1 Name. 61 Variants

Anyone who’s been researching been researching for longer than a week will know that name variants play a big HUGE part in research. Both with first names, and surnames. Figuring out how names were potentially spelt (or ‘spelled’ for my North American readers) can be the difference between finding them or not.

I’m not going to go into the in’s and out’s of name variants, but rather I wanted to highlight two particular surnames, and all the variants that I’ve found for them so far. There’s 61 of them for one, and 31 for the other.
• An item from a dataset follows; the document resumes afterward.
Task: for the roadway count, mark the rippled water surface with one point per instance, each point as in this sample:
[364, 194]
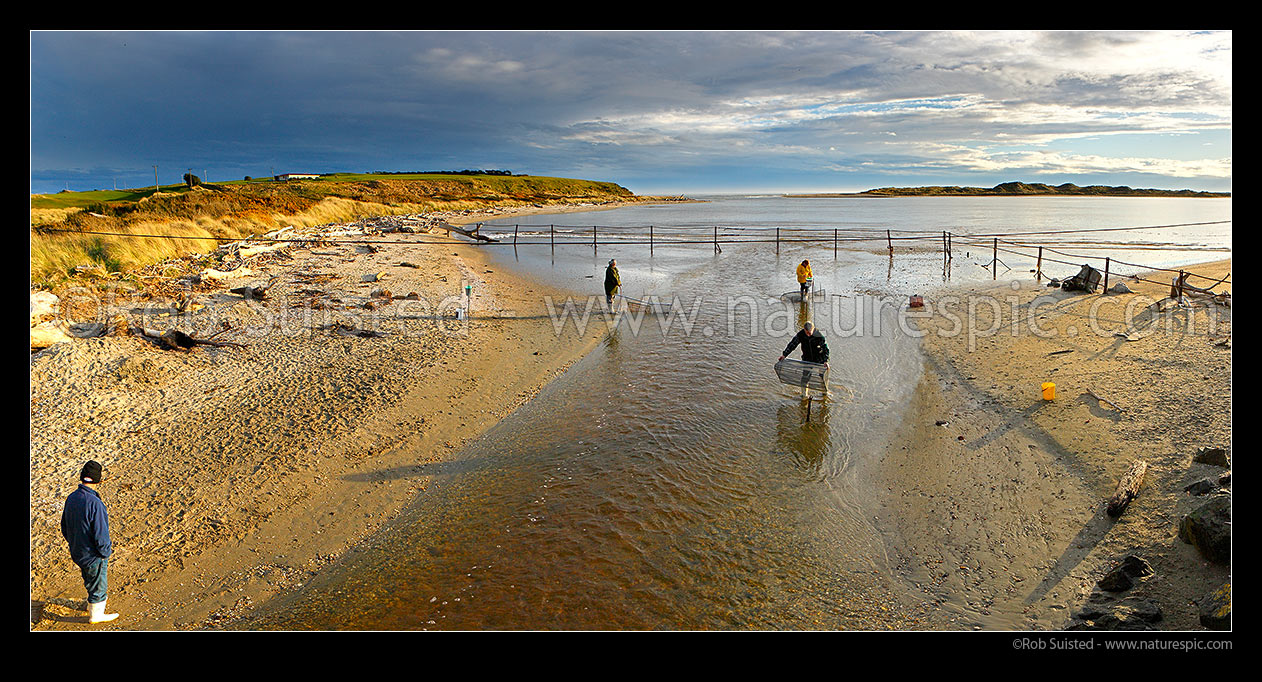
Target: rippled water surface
[668, 480]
And truth is, I really wouldn’t be surprised if more show up.

So let’s start with ELLIOT. This is one of Mr Lonetester’s branches, while ELLIOTT (with two “Ts”) is one of mine, with no connection that I know of between them at this stage. We all know that there are numerous variants of Elliott: one “L”, two “Ls”, one “T”, two “Ts”, but what I didn’t realise is just how many more there really are.

One thing I like to do when beginning searching a new surname is to note down all the variants. That way when I’m searching, be it a website, a book or records, I can look for them all, and see what I come up with.

Mr Lonetester’s ELLIOT family possibly came from Sussex (that’s still to be verified), but I headed (online) to the Sussex Family History Society to browse around and see what they had. Now they have the coolest thing on their website, and that’s the Sussex People Index.  In their words …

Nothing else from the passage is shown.